The home of Olga Nazarenko in January. Photo: Yelena Georgieva, Novaya Gazeta Europe

“My grandparents were from Ukraine,” Olga Nazarenko told our correspondent. “Everything happening now is so painful for me. After the annexation of Crimea and the outbreak of hostilities in eastern Ukraine, the war gradually settled into a stalemate and there weren’t many civilian casualties. I already thought it was approaching a peaceful resolution. Of course it couldn’t end while Putin and his allies are in power, but I definitely wasn’t expecting full-scale war.”

The main symbol of her protest against the war became the Ukrainian flag she kept on her balcony and the blue and yellow ribbons she wore on her backpack. The police repeatedly removed both, but she would always replace them.

“My husband says, ‘Why do you keep pushing it? They’ll put you in jail. What are you thinking?’ He has a different view of Russian politics. But my children sympathise with me. Their phones were seized when the house was searched and they still haven’t been returned. They seized the computer, my child’s laptop, a tablet, and all of our phones.”

The home of Olga Nazarenko in January. Photo: Yelena Georgieva, Novaya Gazeta Europe

When told by the police of the charges being brought against her they stressed that this was being done “to maintain peace and security in accordance with international law”, to which Nazarenko laughed out loud – something, she said, the officers didn’t appreciate, adding that they seemed to find her lack of fear of people in uniform antagonising. 

“I’m not afraid,” Nazarenko told our correspondent earlier this year. 

“What’s happening in Russia and Ukraine now is much worse than what’s happening to me. I can’t stay silent, or I wouldn’t be able to look at myself in the mirror.

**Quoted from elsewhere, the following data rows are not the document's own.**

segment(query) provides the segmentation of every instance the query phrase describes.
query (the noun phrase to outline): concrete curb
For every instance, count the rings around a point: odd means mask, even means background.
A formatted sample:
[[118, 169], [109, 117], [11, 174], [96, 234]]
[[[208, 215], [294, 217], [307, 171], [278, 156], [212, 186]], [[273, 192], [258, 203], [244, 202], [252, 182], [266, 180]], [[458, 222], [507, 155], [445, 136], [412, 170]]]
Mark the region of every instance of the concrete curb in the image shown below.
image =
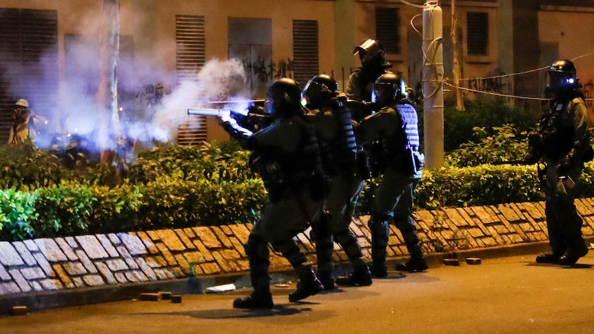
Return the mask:
[[[587, 242], [594, 242], [594, 238], [586, 238]], [[483, 260], [520, 255], [535, 255], [546, 251], [549, 243], [533, 242], [509, 247], [489, 247], [481, 249], [460, 251], [455, 253], [459, 260], [467, 258], [479, 258]], [[427, 255], [430, 268], [442, 265], [442, 260], [452, 253], [434, 253]], [[394, 268], [398, 262], [407, 258], [390, 258], [388, 268]], [[529, 260], [532, 261], [532, 258]], [[462, 261], [461, 261], [462, 262]], [[350, 271], [348, 263], [336, 264], [335, 275], [345, 275]], [[292, 271], [284, 270], [272, 273], [272, 284], [286, 283], [296, 281]], [[231, 275], [199, 276], [178, 280], [170, 280], [151, 282], [107, 285], [99, 287], [63, 289], [52, 291], [25, 293], [0, 296], [0, 315], [12, 313], [12, 307], [26, 306], [30, 311], [74, 306], [79, 305], [105, 303], [138, 298], [141, 293], [168, 291], [173, 294], [205, 293], [210, 286], [233, 283], [237, 289], [249, 287], [249, 273], [243, 272]]]

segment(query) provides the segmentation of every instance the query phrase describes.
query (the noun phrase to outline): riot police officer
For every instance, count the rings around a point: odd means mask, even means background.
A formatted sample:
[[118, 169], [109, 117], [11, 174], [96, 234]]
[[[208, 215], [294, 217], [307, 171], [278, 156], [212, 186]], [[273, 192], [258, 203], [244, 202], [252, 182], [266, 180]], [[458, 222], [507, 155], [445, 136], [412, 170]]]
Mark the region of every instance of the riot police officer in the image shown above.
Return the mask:
[[542, 161], [539, 176], [546, 198], [545, 216], [551, 251], [538, 255], [539, 263], [573, 264], [588, 253], [582, 236], [582, 220], [573, 204], [575, 185], [592, 160], [588, 112], [573, 63], [555, 61], [549, 69], [545, 90], [551, 96], [536, 132], [529, 138], [527, 164]]
[[[334, 241], [340, 244], [354, 271], [338, 278], [340, 285], [367, 286], [371, 273], [363, 260], [357, 237], [350, 230], [352, 213], [349, 205], [363, 189], [363, 179], [357, 169], [357, 145], [351, 113], [345, 107], [338, 83], [327, 74], [313, 77], [303, 89], [309, 109], [307, 117], [314, 125], [320, 143], [324, 171], [331, 179], [325, 201], [325, 215], [312, 224], [318, 258], [318, 276], [326, 289], [334, 288], [332, 275]], [[334, 238], [333, 238], [334, 237]]]
[[384, 45], [375, 39], [365, 39], [353, 50], [358, 54], [361, 67], [351, 74], [347, 96], [350, 100], [371, 102], [371, 92], [376, 80], [392, 64], [386, 61]]
[[424, 159], [419, 152], [418, 116], [407, 96], [404, 81], [392, 73], [378, 78], [371, 101], [381, 109], [364, 118], [356, 128], [361, 143], [379, 140], [385, 163], [368, 222], [371, 233], [371, 273], [380, 278], [387, 275], [390, 216], [411, 255], [406, 263], [398, 264], [396, 270], [422, 271], [428, 265], [412, 218], [415, 190]]
[[274, 119], [270, 126], [252, 134], [232, 118], [221, 120], [223, 128], [242, 147], [253, 151], [250, 166], [262, 177], [269, 199], [245, 246], [254, 291], [236, 298], [235, 308], [273, 306], [269, 242], [299, 277], [297, 290], [289, 294], [289, 301], [303, 300], [324, 289], [294, 240], [316, 219], [325, 196], [315, 130], [304, 117], [301, 91], [294, 80], [277, 80], [268, 87], [267, 95], [265, 107]]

I was a child during perestroika.

People started talking about Stalinist repression. I was about 15 at the time and wondered why no-one had spoken out. I asked my grandfather and it made him very uncomfortable. I don’t want my grandchildren to ask me the same question years from now. Or rather, I want to be sure I can answer.”

P.S.

Olga is survived by her husband and her two children.